Solving the processor challenges for safety-critical softwareStory
October 12, 2011
Multicore, hyperthreading, Dynamic Frequency Scaling (DFS), and DMA are modern processor features aiming to optimize average-case execution times. Such optimizations can result in challenges for safety-critical software designers, who must focus on worst-case behavior, though. However, these issues can be successfully mitigated.
Modern processor features such as multiple cores, hyperthreading, and high-speed DMA are designed to optimize average-case execution times. However, these optimizations often come at the expense of worst-case execution times and make systems more difficult to bound. This situation presents significant challenges to developers of safety-critical software, who must design for worst-case behavior. Thus, the following discussion examines why worst-case behavior is focused on in the software development process, as well as some of the key processor-related challenges facing developers of safety-critical software and ways of addressing them.
Why focus on worst-case behavior?
In a safety-critical software environment, one must ensure three key things:
First, each periodic thread (or task) must always execute at its defined rate (for example, 100 Hz). This is important because each thread must perform at a given rate or else the system can become unstable and, hence, unsafe.

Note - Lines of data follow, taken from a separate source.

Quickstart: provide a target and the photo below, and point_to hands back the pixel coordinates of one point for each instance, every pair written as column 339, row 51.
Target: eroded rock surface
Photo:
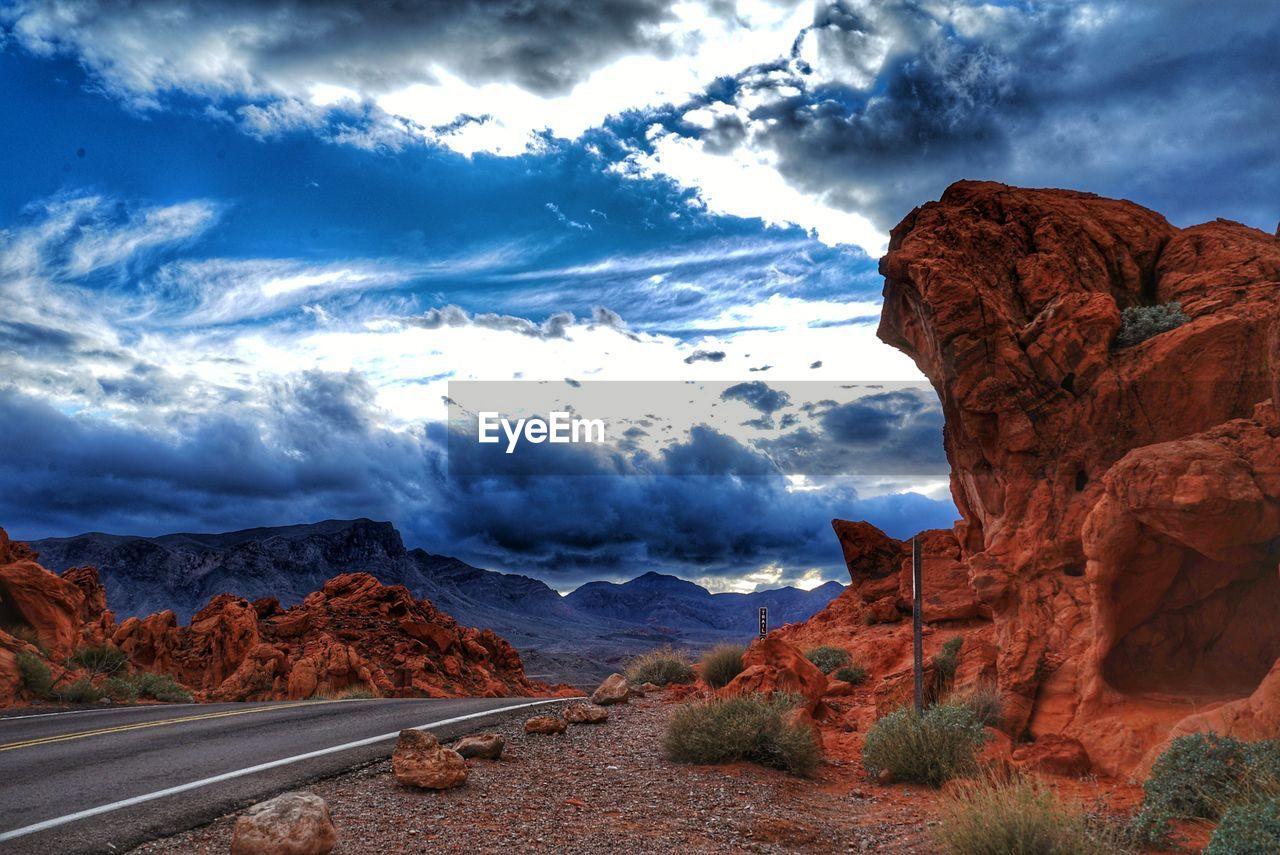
column 1120, row 534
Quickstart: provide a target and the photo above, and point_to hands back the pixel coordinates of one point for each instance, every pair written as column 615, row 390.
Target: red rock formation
column 773, row 666
column 1120, row 506
column 352, row 634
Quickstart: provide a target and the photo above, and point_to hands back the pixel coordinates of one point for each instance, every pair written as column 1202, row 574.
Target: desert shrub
column 1203, row 776
column 1247, row 828
column 1019, row 815
column 743, row 727
column 100, row 659
column 35, row 673
column 931, row 748
column 720, row 664
column 160, row 687
column 827, row 658
column 1139, row 323
column 984, row 700
column 661, row 667
column 120, row 689
column 82, row 691
column 851, row 675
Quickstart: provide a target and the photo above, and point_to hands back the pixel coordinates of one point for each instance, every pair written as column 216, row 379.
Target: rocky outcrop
column 293, row 823
column 1120, row 504
column 353, row 634
column 772, row 666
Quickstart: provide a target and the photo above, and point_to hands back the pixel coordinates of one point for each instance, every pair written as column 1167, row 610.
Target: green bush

Second, each periodic thread must be allocated a fixed time budget that it cannot exceed (for example, 200 microseconds at 100 Hz). This is important because it allows the underlying RTOS to enforce time partitioning.
Third, each periodic thread’s fixed time budget must be adequate to cover the thread’s worst-case behavior. This is important because many safety-critical threads must execute to completion in every period. If they do not, the system can become unstable and, as a result, unsafe.
Note that this set of requirements stands in stark contrast to noncritical software systems, where one wants overall performance at the highest level, but can tolerate occasional “glitches” where performance is slower than average.
Multicore and cache/memory contention
CPU throughput has roughly doubled every 18 months since 1985, consistent with Moore’s Law. However, that trend began slowing in about 2005 because of three key factors. The main reason is that memory speed has not kept up with CPU performance, increasing only about 10 percent per year during this same timeframe. Larger caches help alleviate this problem, but memory subsystems remain significant performance bottlenecks.
Theoretically, greater parallelism should increase peak performance by enabling the CPU to process multiple instructions concurrently. However, techniques like pipelining, branch prediction, and speculative execution have begun to “hit a wall,” making it increasingly difficult to exploit that parallelism.
Thermal factors have also slowed the advance of CPU throughput. As operating frequencies increase, power consumption and heat generation increase proportionally. Dissipating this heat presents difficult challenges in many environments, particularly for passively cooled embedded systems.
Recently, multicore processors have evolved to meet many of these challenges. To boost memory throughput, for example, each CPU core is equipped with its own L1 cache. Tighter physical packaging also boosts performance by shortening signal runs between cores, which makes data transfers proportionally faster and more reliable. Meanwhile, multiple cores enable processors to execute more instructions per clock cycle. This enables each core to run at a lower frequency, thereby consuming less power and generating less heat.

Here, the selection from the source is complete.